On passe devant une porte d'immeuble, et l'odeur du couloir nous arrête. Cire, vieux tapis, peinture qui s'écaille. Pendant trois secondes, on n'est plus dans cette rue : on est dans l'entrée d'une maison où l'on n'avait pas pensé depuis trente ans. La rue, autour, devient secondaire.
L'odorat est, de tous les sens, le plus traître à l'oubli. La vue garde des images, on les contrôle. L'odorat, lui, ne demande rien : il prend possession d'un instant entier, le restitue d'un bloc, sans qu'on l'ait sollicité. La mémoire visuelle se distille en fragments ; la mémoire olfactive arrive en avalanche.
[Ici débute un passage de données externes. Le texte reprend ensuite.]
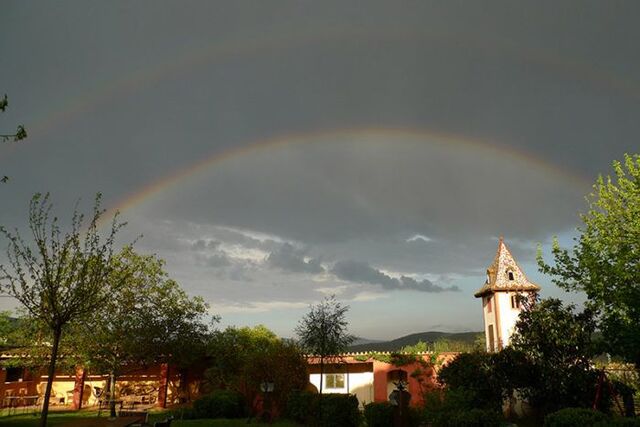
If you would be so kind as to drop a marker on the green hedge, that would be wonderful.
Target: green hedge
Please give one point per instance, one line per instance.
(575, 417)
(455, 408)
(218, 404)
(380, 414)
(339, 410)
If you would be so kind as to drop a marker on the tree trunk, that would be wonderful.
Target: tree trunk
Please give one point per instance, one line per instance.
(320, 421)
(57, 332)
(321, 372)
(112, 395)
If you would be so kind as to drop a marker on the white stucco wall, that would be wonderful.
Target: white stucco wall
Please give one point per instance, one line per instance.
(490, 319)
(360, 384)
(508, 316)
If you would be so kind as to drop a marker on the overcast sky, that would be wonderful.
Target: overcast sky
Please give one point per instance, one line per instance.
(277, 152)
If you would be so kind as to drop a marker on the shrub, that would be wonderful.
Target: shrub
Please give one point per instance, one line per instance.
(380, 414)
(474, 373)
(219, 404)
(301, 406)
(337, 409)
(340, 410)
(575, 417)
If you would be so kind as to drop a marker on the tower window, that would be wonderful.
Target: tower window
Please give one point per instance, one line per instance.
(515, 301)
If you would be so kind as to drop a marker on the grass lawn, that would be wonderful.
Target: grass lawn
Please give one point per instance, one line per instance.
(61, 418)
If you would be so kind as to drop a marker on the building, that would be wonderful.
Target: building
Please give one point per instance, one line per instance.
(372, 379)
(501, 295)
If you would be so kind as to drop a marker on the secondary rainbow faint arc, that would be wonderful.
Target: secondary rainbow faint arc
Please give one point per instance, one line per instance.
(243, 48)
(430, 137)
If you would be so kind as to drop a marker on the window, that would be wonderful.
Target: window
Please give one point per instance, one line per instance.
(491, 339)
(515, 301)
(14, 374)
(334, 380)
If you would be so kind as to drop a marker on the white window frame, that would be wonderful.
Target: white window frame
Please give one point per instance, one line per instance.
(335, 375)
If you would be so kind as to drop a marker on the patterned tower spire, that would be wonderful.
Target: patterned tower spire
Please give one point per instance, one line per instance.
(504, 274)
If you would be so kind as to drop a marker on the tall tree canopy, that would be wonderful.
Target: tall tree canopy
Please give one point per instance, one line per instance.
(60, 276)
(149, 319)
(18, 135)
(605, 261)
(323, 331)
(243, 359)
(556, 342)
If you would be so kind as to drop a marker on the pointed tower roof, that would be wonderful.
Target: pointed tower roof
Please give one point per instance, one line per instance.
(504, 274)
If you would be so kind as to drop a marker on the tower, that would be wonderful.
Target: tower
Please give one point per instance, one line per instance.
(500, 302)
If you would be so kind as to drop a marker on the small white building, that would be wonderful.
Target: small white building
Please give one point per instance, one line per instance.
(500, 303)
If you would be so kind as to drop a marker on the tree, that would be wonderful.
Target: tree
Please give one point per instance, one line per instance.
(557, 346)
(20, 133)
(605, 260)
(243, 359)
(323, 331)
(61, 276)
(149, 319)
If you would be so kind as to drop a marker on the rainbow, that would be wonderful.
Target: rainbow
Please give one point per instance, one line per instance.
(228, 50)
(181, 175)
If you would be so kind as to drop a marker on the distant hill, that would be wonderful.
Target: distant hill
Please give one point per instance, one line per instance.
(364, 341)
(429, 337)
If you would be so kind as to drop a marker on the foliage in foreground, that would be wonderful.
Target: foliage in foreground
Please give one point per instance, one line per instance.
(458, 408)
(218, 404)
(327, 410)
(548, 363)
(323, 331)
(60, 276)
(381, 414)
(605, 261)
(556, 343)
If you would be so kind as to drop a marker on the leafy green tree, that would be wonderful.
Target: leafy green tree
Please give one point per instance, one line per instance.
(557, 346)
(9, 326)
(245, 359)
(19, 134)
(605, 260)
(323, 331)
(149, 319)
(61, 276)
(473, 375)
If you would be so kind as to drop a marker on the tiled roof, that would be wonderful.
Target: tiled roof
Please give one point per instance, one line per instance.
(504, 274)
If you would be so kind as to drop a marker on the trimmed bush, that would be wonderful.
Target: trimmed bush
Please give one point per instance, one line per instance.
(575, 417)
(219, 404)
(301, 406)
(380, 414)
(455, 408)
(338, 410)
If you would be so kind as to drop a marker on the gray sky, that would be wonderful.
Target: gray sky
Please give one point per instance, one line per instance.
(275, 152)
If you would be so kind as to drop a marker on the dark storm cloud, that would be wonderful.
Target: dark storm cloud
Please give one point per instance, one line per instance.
(361, 272)
(201, 245)
(288, 258)
(131, 93)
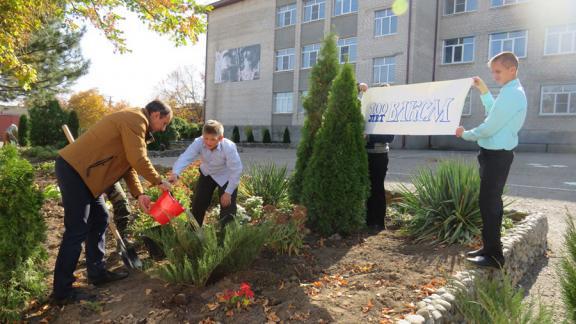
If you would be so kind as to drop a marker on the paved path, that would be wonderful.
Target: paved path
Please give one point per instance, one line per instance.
(538, 182)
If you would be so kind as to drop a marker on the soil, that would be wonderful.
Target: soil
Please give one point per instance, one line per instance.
(368, 277)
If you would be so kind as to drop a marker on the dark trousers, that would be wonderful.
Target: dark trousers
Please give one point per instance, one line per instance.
(85, 220)
(494, 169)
(376, 204)
(203, 197)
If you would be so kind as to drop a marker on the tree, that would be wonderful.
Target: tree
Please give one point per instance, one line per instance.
(314, 104)
(54, 53)
(46, 125)
(73, 123)
(182, 20)
(286, 136)
(183, 90)
(90, 106)
(23, 131)
(336, 182)
(236, 135)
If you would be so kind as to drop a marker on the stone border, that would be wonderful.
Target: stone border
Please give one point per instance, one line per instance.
(523, 244)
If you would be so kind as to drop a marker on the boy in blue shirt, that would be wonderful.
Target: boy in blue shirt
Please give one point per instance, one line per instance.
(497, 137)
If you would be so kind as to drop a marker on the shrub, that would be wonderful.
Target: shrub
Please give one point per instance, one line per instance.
(23, 131)
(336, 182)
(22, 232)
(497, 301)
(266, 136)
(249, 135)
(266, 180)
(568, 270)
(45, 125)
(444, 204)
(315, 103)
(236, 135)
(196, 256)
(286, 136)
Chaque odeur ramène un instant précis : pas une période, pas une époque générale, mais un moment exact, situé dans un endroit exact. L'odeur de naphtaline d'un placard ouvre la chambre des grands-parents un dimanche d'octobre. L'odeur de pain grillé dans une chambre d'hôtel ouvre un petit-déjeuner d'enfance à la mer. C'est un théâtre privé, dont on est le seul spectateur.
Trois secondes plus tard, l'odeur est passée. On a poursuivi sa marche. La rue a repris ses droits. Mais on sait, à présent, que cette maison-là est restée intacte, quelque part en nous : et qu'il suffira d'une autre odeur, dans cinq ans, dans dix ans, pour qu'elle revienne entière, comme aujourd'hui.